Battle Wounds

My eyes are shut and the headphones I’m wearing are sending buzzing tones to my ears. Each side is taking its turn in a tag team fashion … left, right, left, right, left right. In my hands I hold two sensors. They send corresponding vibrations and are apparently in cahoots with the headphones, because they too are dancing back and forth … left, right, left, right, left, right. It seems to make my eyes flicker and is supposed to do something to my brain. Rework, rewire, or redistribute my thoughts I guess … I’m actually not quite sure what exactly it does, but I have heard from good authority it helps with trauma.

I’m asked to go back to a very painful memory.

I relive a diagnosis and a room where my life changed forever. I see the tech remove her gloves and walk out of our room. I can feel my heart pounding in my chest. I see my husband trying hard to hide his panic. Then images of the next months start to flash before me, as if in a sped up slideshow … the doctor with kind eyes looking down at me saying, “Your son is going to die” … standing in the shower holding my belly and screaming in agony … falling to my knees and sobbing on the living room floor … dancing in the kitchen surrounded by my husband’s embrace … early mornings sitting in a ball on the couch with my Bible by my side as tears stream down my cheeks. In those scenes I am praying and begging God for a miracle. Next scene comes and I am at work fumbling for keys with shaking hands. This is where my water broke and with it all hope I had been so desperately holding on to. A hospital room. So many doctors. Laying in a bed, looking up at my sister and husband and noticing their glistening eyes and clenched jaws. Everything is crumbling. Finally, I see my son. He is as beautiful as I remember and he is wiggling. Moments later, he is no longer moving. He has gone from our arms to the arms of his creator. A bruise emerges on his chest where the nurse pushed to listen for his heart.

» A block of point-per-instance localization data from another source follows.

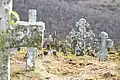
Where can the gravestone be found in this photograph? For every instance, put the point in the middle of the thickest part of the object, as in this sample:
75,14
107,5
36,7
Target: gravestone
31,54
78,36
5,8
28,34
105,43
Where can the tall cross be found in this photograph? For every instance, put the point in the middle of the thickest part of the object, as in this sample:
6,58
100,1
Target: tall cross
32,15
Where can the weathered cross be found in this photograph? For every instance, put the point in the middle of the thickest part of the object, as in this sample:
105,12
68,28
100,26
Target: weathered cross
31,51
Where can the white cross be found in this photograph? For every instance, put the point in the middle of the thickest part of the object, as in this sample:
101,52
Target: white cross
32,15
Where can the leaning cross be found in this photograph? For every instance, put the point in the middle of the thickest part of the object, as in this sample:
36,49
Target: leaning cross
33,28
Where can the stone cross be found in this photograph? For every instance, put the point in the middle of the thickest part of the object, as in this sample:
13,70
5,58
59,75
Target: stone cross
105,43
32,15
5,8
29,34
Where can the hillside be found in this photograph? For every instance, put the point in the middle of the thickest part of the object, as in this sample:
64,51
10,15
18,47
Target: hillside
61,15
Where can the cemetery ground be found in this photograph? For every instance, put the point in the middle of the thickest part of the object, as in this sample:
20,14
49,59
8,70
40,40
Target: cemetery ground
70,67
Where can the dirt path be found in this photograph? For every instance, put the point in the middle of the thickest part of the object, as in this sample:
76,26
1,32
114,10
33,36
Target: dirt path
68,68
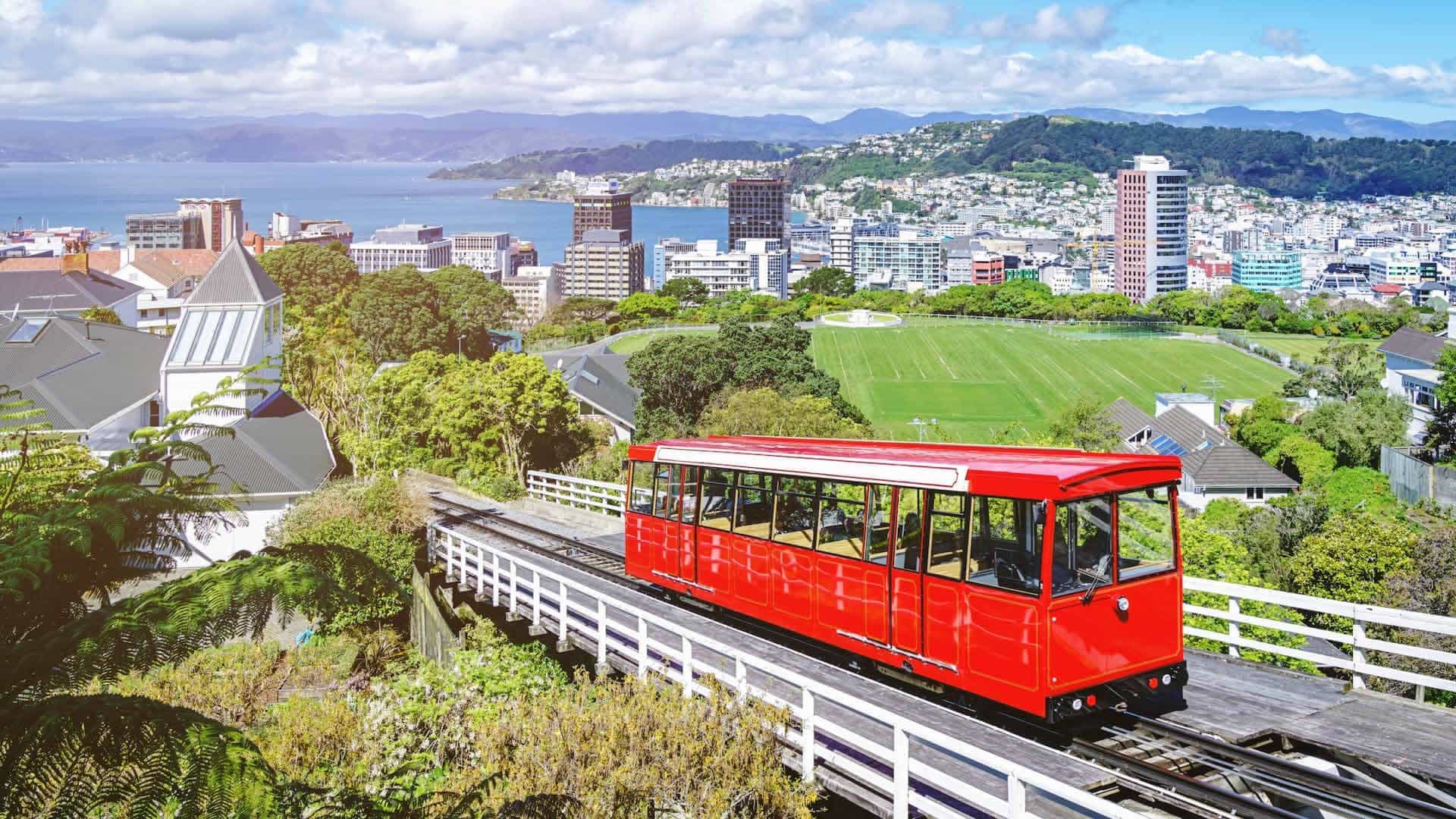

Next scene emerges and I am walking behind my husband as he carries a tiny casket. A deep hole I’m jealous of because it gets to hold my son. Amazing grace. Doves. The horrific sound of a truck load of dirt collapsing on the place where we just put him. Dead flowers with muted colors now cover his grave. I drape my body over where I days earlier laid his and sob. My world has shattered, and the world around me is still spinning unfazed and at a relentless speed.